I was now on my bed, my eyes closed as I hugged a pillow.
But, I couldn't sleep.
I had instantly remembered what Miyake and I were doing earlier. I remembered her whole rant vividly.
Out of that whole conversation, a mere two words had caught my attention.
I heavily wondered what "Be someone" truly meant.
Become someone popular? Someone important? Someone happy? Someone sad? It was a sentence that was too vague in my head. I could interpret it in many different ways. How do you even be someone?
Miyake had supposedly found her answer to that unclear message. She interpreted it as wanting to be someone of use to others.
Though, apparently, that plan of hers failed miserably. Judging by her choice of words, I assumed frequently.
Being someone likeable was extremely easy. But, being hated was even more easier. One mistake could ruin a relationship in a snap of a finger.

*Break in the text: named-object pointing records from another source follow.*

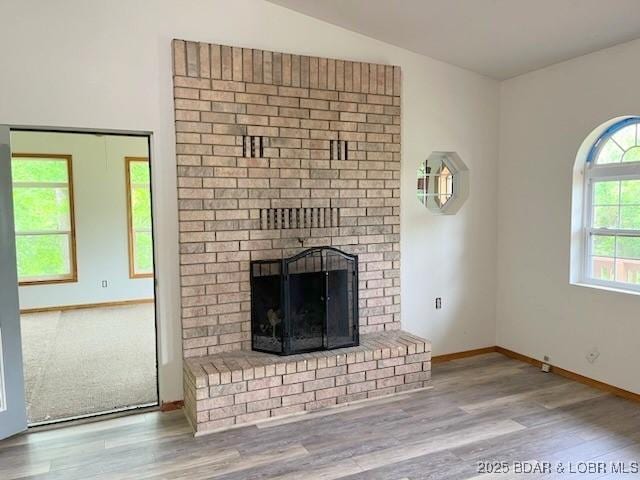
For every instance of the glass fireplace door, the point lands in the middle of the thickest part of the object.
(341, 319)
(307, 302)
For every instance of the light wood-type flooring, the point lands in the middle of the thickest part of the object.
(483, 409)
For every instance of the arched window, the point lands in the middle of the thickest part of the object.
(611, 241)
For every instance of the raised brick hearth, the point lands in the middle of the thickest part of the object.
(237, 388)
(277, 153)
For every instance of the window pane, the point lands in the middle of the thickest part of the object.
(630, 192)
(141, 208)
(39, 170)
(602, 268)
(43, 255)
(630, 217)
(626, 136)
(41, 209)
(139, 172)
(609, 153)
(605, 217)
(632, 155)
(143, 249)
(603, 245)
(606, 193)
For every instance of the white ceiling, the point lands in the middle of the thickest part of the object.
(497, 38)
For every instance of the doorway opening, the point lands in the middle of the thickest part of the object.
(84, 248)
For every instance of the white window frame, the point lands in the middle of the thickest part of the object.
(72, 276)
(132, 231)
(459, 181)
(605, 172)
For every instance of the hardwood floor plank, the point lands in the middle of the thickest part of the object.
(488, 408)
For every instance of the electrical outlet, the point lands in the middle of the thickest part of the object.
(592, 355)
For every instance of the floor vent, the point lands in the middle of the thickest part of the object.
(252, 146)
(288, 218)
(339, 150)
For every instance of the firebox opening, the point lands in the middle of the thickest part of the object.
(305, 303)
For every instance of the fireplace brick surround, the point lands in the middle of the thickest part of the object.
(277, 153)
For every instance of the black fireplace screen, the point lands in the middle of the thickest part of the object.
(304, 303)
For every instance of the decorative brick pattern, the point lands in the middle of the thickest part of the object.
(261, 131)
(236, 388)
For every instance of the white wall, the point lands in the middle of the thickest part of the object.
(97, 64)
(100, 203)
(544, 118)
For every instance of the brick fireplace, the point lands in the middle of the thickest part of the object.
(278, 153)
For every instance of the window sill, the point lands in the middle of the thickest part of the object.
(606, 288)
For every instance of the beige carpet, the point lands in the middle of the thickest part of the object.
(88, 361)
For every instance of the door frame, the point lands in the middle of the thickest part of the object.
(112, 132)
(13, 416)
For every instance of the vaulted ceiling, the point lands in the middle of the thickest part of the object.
(497, 38)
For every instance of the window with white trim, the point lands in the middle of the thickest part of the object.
(139, 217)
(612, 208)
(44, 220)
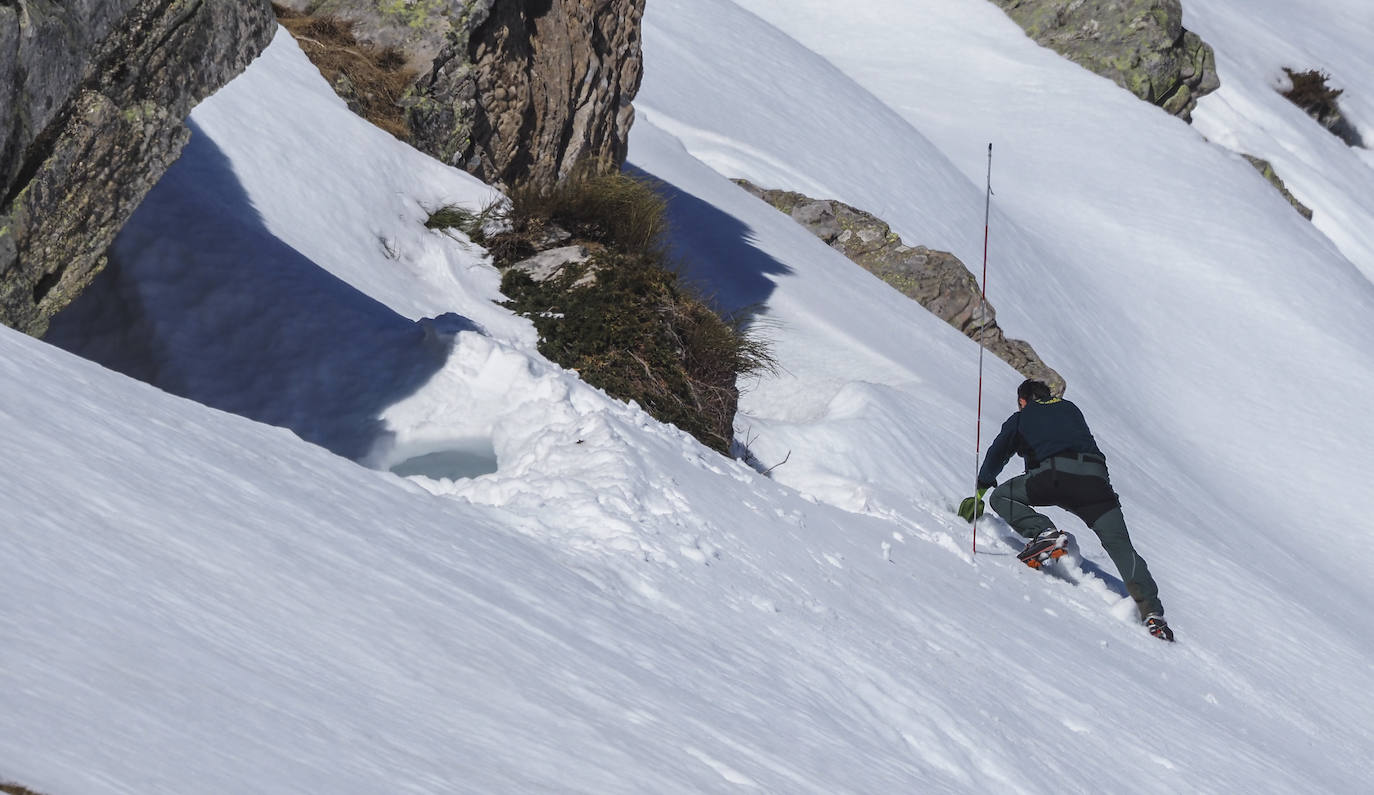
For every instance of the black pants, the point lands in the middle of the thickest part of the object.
(1082, 486)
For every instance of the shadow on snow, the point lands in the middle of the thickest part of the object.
(202, 301)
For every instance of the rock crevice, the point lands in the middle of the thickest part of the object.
(96, 94)
(935, 279)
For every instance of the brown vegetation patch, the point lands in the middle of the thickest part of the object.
(1310, 91)
(635, 330)
(371, 80)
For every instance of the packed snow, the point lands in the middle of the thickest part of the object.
(345, 530)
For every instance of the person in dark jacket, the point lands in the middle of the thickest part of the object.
(1064, 468)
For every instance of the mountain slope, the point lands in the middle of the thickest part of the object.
(210, 604)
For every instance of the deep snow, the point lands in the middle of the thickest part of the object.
(195, 602)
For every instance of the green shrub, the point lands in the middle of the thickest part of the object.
(636, 331)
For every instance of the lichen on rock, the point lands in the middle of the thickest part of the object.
(1139, 44)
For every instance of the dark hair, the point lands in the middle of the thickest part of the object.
(1033, 390)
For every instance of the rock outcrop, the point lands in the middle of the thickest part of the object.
(935, 279)
(1139, 44)
(1266, 169)
(511, 91)
(94, 95)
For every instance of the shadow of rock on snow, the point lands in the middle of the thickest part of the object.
(202, 301)
(715, 250)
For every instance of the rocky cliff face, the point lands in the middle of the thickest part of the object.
(1141, 44)
(511, 89)
(935, 279)
(92, 100)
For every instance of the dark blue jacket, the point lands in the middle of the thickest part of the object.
(1036, 433)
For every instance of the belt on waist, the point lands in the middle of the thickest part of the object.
(1086, 457)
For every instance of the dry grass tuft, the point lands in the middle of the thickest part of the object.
(371, 80)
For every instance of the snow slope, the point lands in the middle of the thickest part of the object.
(195, 602)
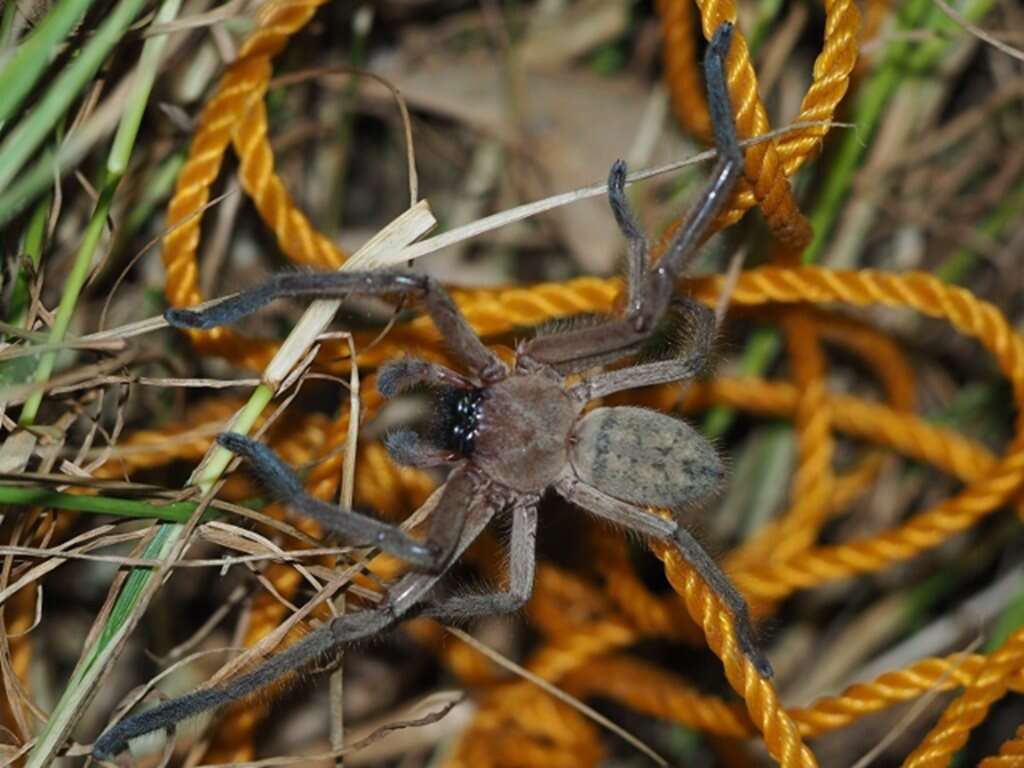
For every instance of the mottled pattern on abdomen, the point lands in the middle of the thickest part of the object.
(644, 457)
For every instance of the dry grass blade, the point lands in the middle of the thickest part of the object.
(554, 690)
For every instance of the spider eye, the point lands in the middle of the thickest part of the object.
(459, 421)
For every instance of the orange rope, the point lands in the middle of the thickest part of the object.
(951, 732)
(516, 723)
(653, 690)
(236, 113)
(1011, 754)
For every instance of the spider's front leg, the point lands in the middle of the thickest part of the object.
(409, 591)
(461, 339)
(651, 287)
(647, 523)
(353, 527)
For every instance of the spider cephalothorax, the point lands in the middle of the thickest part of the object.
(511, 433)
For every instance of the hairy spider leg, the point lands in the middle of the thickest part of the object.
(352, 526)
(522, 562)
(700, 324)
(647, 523)
(403, 595)
(398, 376)
(651, 288)
(464, 343)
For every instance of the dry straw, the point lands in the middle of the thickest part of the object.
(518, 723)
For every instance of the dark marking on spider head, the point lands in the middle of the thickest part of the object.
(459, 420)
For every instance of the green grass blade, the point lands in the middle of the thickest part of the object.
(33, 56)
(24, 139)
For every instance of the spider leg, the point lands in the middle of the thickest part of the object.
(637, 248)
(700, 328)
(453, 326)
(647, 523)
(522, 561)
(410, 450)
(354, 527)
(650, 291)
(402, 596)
(398, 376)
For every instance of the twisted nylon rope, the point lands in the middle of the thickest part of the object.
(1011, 754)
(768, 165)
(653, 690)
(237, 114)
(991, 684)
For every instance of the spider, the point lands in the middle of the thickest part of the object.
(509, 435)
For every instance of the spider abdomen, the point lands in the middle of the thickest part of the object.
(644, 457)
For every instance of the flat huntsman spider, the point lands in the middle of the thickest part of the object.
(510, 435)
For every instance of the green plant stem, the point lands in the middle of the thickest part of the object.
(117, 163)
(40, 122)
(758, 354)
(31, 58)
(102, 505)
(32, 249)
(136, 586)
(69, 299)
(902, 58)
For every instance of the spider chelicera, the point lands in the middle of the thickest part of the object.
(509, 435)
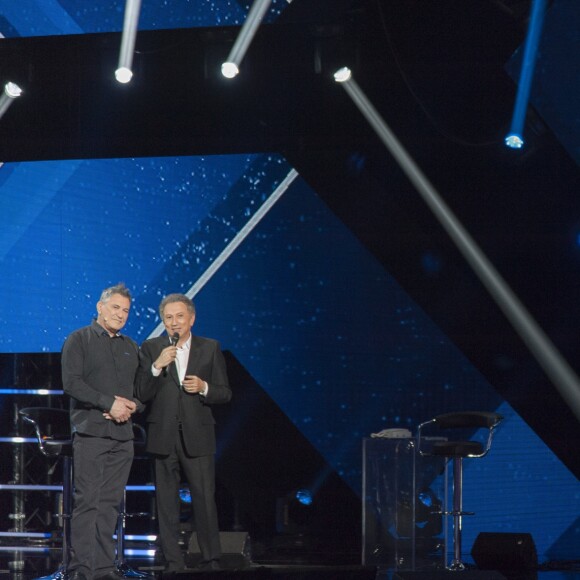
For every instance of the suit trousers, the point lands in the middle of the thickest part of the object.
(200, 475)
(101, 471)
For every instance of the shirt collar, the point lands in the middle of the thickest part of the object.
(100, 330)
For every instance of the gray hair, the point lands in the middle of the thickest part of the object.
(171, 298)
(119, 288)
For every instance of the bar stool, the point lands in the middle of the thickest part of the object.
(52, 430)
(457, 451)
(121, 565)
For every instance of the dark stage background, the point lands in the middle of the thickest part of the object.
(342, 306)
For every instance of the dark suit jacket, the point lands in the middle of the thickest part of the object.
(168, 404)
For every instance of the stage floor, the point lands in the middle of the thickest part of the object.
(27, 563)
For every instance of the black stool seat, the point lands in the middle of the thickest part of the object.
(457, 450)
(52, 430)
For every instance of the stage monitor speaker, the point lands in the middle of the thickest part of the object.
(504, 551)
(236, 551)
(449, 575)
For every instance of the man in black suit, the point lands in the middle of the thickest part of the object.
(99, 365)
(181, 376)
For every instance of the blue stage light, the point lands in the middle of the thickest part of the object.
(514, 141)
(304, 497)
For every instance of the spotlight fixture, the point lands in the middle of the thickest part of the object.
(342, 75)
(514, 138)
(514, 141)
(11, 91)
(124, 74)
(231, 67)
(556, 367)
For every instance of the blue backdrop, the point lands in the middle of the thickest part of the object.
(323, 328)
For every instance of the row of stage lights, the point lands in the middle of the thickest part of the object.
(231, 67)
(555, 366)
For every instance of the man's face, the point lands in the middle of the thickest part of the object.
(113, 314)
(177, 318)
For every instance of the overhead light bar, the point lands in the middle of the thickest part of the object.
(124, 72)
(231, 67)
(11, 92)
(515, 138)
(556, 367)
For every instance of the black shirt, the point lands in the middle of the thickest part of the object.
(95, 368)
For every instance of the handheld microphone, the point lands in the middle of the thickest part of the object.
(173, 340)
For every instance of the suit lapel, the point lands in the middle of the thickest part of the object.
(172, 368)
(194, 354)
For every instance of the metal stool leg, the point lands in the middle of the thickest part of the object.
(457, 564)
(120, 563)
(62, 572)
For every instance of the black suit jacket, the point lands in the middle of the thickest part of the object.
(168, 404)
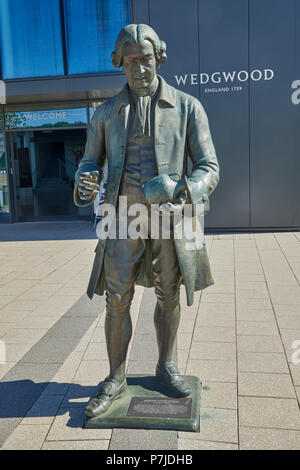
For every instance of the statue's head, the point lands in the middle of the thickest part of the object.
(139, 51)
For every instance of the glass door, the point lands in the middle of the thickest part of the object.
(4, 191)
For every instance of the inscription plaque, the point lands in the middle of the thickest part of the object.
(157, 407)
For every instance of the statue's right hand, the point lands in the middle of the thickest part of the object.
(88, 185)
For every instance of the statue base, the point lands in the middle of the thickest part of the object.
(146, 405)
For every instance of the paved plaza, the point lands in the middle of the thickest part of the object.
(240, 337)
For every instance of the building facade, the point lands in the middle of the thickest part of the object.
(241, 58)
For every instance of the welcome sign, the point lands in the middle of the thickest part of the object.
(47, 119)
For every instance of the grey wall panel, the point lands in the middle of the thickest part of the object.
(223, 30)
(274, 147)
(176, 24)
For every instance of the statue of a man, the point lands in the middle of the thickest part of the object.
(145, 134)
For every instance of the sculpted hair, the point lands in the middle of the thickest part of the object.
(136, 33)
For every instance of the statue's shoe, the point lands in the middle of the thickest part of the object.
(109, 391)
(173, 380)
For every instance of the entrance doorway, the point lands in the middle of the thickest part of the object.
(44, 163)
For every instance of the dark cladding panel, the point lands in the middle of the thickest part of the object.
(274, 119)
(176, 24)
(223, 27)
(140, 11)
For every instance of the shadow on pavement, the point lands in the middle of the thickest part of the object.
(56, 230)
(22, 398)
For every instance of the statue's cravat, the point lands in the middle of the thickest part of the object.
(142, 113)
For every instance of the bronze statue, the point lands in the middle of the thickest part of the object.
(145, 134)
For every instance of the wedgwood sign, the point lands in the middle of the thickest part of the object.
(224, 78)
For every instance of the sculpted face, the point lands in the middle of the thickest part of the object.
(139, 64)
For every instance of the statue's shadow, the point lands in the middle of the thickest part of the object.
(26, 398)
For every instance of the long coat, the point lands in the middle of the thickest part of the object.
(180, 129)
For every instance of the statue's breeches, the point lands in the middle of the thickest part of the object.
(121, 263)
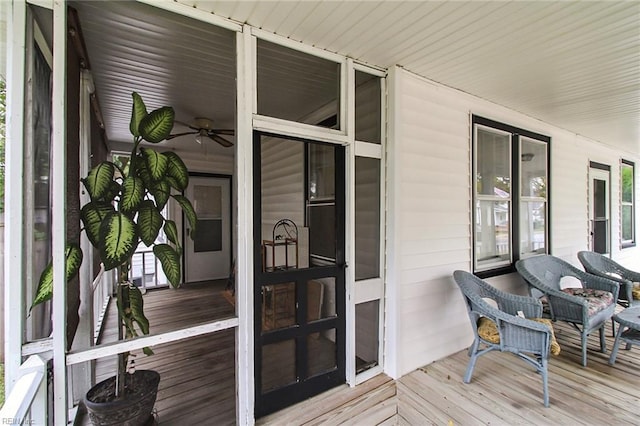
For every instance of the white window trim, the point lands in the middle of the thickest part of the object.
(630, 242)
(493, 198)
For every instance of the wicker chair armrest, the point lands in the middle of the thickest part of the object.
(630, 275)
(513, 303)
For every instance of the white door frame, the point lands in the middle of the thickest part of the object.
(600, 172)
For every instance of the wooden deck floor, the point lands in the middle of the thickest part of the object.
(197, 375)
(198, 381)
(503, 391)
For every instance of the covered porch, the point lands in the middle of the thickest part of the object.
(419, 168)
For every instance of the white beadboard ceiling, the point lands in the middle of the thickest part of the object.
(572, 64)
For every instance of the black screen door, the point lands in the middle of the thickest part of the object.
(299, 288)
(599, 210)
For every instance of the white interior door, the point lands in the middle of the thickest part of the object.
(599, 210)
(208, 254)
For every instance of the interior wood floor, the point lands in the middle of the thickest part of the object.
(197, 375)
(198, 380)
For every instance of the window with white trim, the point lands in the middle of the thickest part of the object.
(627, 204)
(510, 196)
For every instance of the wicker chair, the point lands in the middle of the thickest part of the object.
(587, 308)
(597, 264)
(529, 340)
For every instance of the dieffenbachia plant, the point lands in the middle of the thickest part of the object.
(126, 207)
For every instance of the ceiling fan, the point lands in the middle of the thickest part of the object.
(203, 127)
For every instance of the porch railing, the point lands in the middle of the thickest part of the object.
(27, 402)
(145, 271)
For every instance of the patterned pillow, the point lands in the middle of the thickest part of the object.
(488, 331)
(597, 299)
(635, 291)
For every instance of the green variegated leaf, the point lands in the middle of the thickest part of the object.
(92, 215)
(189, 212)
(170, 262)
(45, 286)
(99, 180)
(149, 222)
(155, 163)
(132, 194)
(157, 125)
(73, 260)
(171, 231)
(177, 170)
(160, 191)
(143, 172)
(137, 309)
(112, 193)
(118, 239)
(138, 112)
(73, 255)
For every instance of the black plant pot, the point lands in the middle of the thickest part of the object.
(135, 409)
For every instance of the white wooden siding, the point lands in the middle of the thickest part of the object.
(282, 184)
(429, 211)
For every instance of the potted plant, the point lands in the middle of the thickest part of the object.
(125, 207)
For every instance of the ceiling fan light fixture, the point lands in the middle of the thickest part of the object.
(200, 136)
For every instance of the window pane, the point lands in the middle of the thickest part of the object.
(493, 163)
(368, 108)
(533, 168)
(367, 330)
(322, 172)
(322, 355)
(599, 201)
(296, 86)
(278, 365)
(627, 222)
(278, 306)
(367, 218)
(627, 183)
(492, 233)
(38, 151)
(532, 228)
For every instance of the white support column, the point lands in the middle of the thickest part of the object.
(14, 172)
(83, 374)
(246, 48)
(392, 329)
(58, 222)
(350, 233)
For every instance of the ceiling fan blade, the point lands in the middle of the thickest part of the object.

Yet, because of how much of a social animal people are, they always find ways to repeat that mess of a cycle.
No relationship lasts forever. It will always end in despair. Has Miyake ever thought of that?
It's why I'll always refuse on creating new relationships.
I hate socializing, I hate being depended on, I hate hurting others, and I especially hate being betrayed.
Because everyone hates you.
Saying something like "I like everything about you, even your flaws." Is a mere revolting lie. It's just a cringeworthy sentence that has no true meaning behind it. People will always despise something about you.
There's no such thing as the "Perfect person."
In the end, you're just lying to yourself. You're just forcing yourself to like them, disregarding any flaws they have, and that leads you right to emotional pain.
Humans will never find the right person. Not a single person in the world has the same personality, flaws, likes and dislikes as you. Nobody will ever like everything about you.
In fact, I hate the word perfection. People become so deeply encased in this idea of being a pristine, faultless, and flawless human being to the point where they never reveal what hides behind that bravado they so desperately cower behind.
Human's are imperfect, and always will be.
People say that humans always need interactions, even if it's one singular person. Yet, I've always felt at peace without it. I yearn for solitude. Having other peoples presence around me was something I heavily loathed.
I'm better off being a loner and not risk valuable things for superficial relationships other than risking my own happiness just for the sake of self-centered others.
I don't need someone who'll I'll eventually trust, just to leave me and my heart aching and in anguish.
That's why, I'll always hate relationships, no matter the circumstance.